I am looking for source codes of parsers and/or parser generators that could be studied in order to develop further, my skills that I acquired during a school course. Do you know any recommendable parsers of any type?
-
Parsers or parser generators?Dervall– Dervall2012年02月25日 21:34:04 +00:00Commented Feb 25, 2012 at 21:34
-
I also had pain with that, and I've worked on Masala Parser (github.com/masala-oss/masala-parser) in the purpose of being an easier parser generator than bison/yacc.Nicolas Zozol– Nicolas Zozol2019年06月05日 09:09:19 +00:00Commented Jun 5, 2019 at 9:09
5 Answers 5
You should know how to build recursive descent parsers by hand. Here's an SO link to a quick lesson on how to do this: https://stackoverflow.com/a/2336769/120163
If you want to understand how recursive descent parsers can be constructed automatically, you can read a paper (and see a tutorial) on MetaII at this link: https://stackoverflow.com/a/1142034/120163
7 Comments
- Bison is a classical example (C/C++).
- Pyparsing is a great module, and it is very easy to use (Python) .
- Lemon is very easy to use (C++).
Check the examples, and good luck.
Edit:
I guess I should comment. A parser is a program which processes an input and "understands" it. A parser generator is a tool used to write parsers. I guess you mean you want to learn more about generating parsers, in which case, you should refer to the documentation of parser generators (all of the above).
Comments
Parsers themselves are usually not that interesting, it's the generators of parsers that are more of a subject of study.
- ANTLR generates LL parsers which are easily readable once generated. (Java)
- Bison generates LALR(1) parsers which are impossible to read. (C)
If LALR(1) interests you, I have a library up on github that tries to do a new number on LALR parsing. Feel free to take a look. It's in C# and I've tried my finest to make the code comprehensible. It's been a learning project for me, but it's smaller than the big tools and a bit easier to penetrate. And definitely feel free to contribute, lots of features to add still.
Otherwise, take a look at the generated code of these tools to see how they build the actual parsers that do the work.
2 Comments
I would suggest you this book: http://www.cs.nott.ac.uk/~gmh/book.html. it's quite good to start Haskell and it has got an entire chapter on parsers.

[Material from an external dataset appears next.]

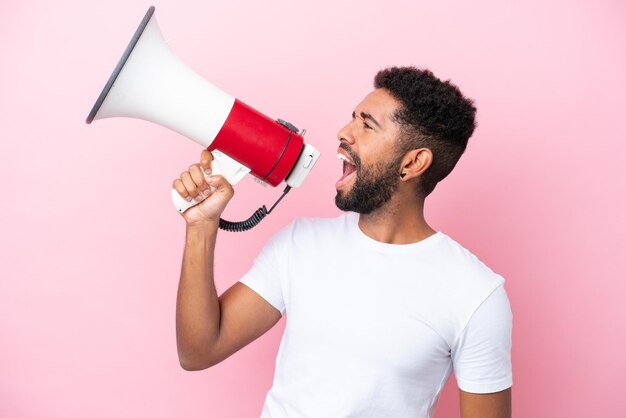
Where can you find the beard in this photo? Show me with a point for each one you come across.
(374, 185)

If you can understand that, creating a parser using Haskell is pretty straight forward. Take also in consideration that Haskell is quite fast and good for multi-core programming, so it may be the future.
Plus.
Here is a parser in Haskell: Happy - http://www.haskell.org/happy/.
Comments
I just went through the same battles and finally feel like I have a good handle on your options.
Lots of parsers are build for context-free grammars. You can read the formal definition of context-free but my intuition is that it basically means that syntax tokens / rules cannot change based on some context. I could be wrong about this, but I think it also means that you don't have look-ahead.
For example, markdown is not context-free, and I think pretty much a any language that is indentation based is not context-free without having to do some preprocessing to wrap blocks with start and end tokens. C is a perfect example of a context-free grammar.
If you're dealing with a context-free grammar, BNF is a formal way of specifying the compiler. This was an immensely helpful article explaining how BNF grammars work, how they're performant, and common extensions to BNF grammars.
Some of your options in this category are ANTLR, Bison, Yacc, Jison, and Peg.js.
However, after battling against ANTLR for a while, I found what I think is the best solution: "parser combinators". Its basically regex on steroids and very popular in the functional programming world.
I don't have any good learning resources for you yet, but Google around and you'll find them for pretty much any language. I come from the JavaScript world and peeking through the source code of this very small library really helped me understand what they're all about.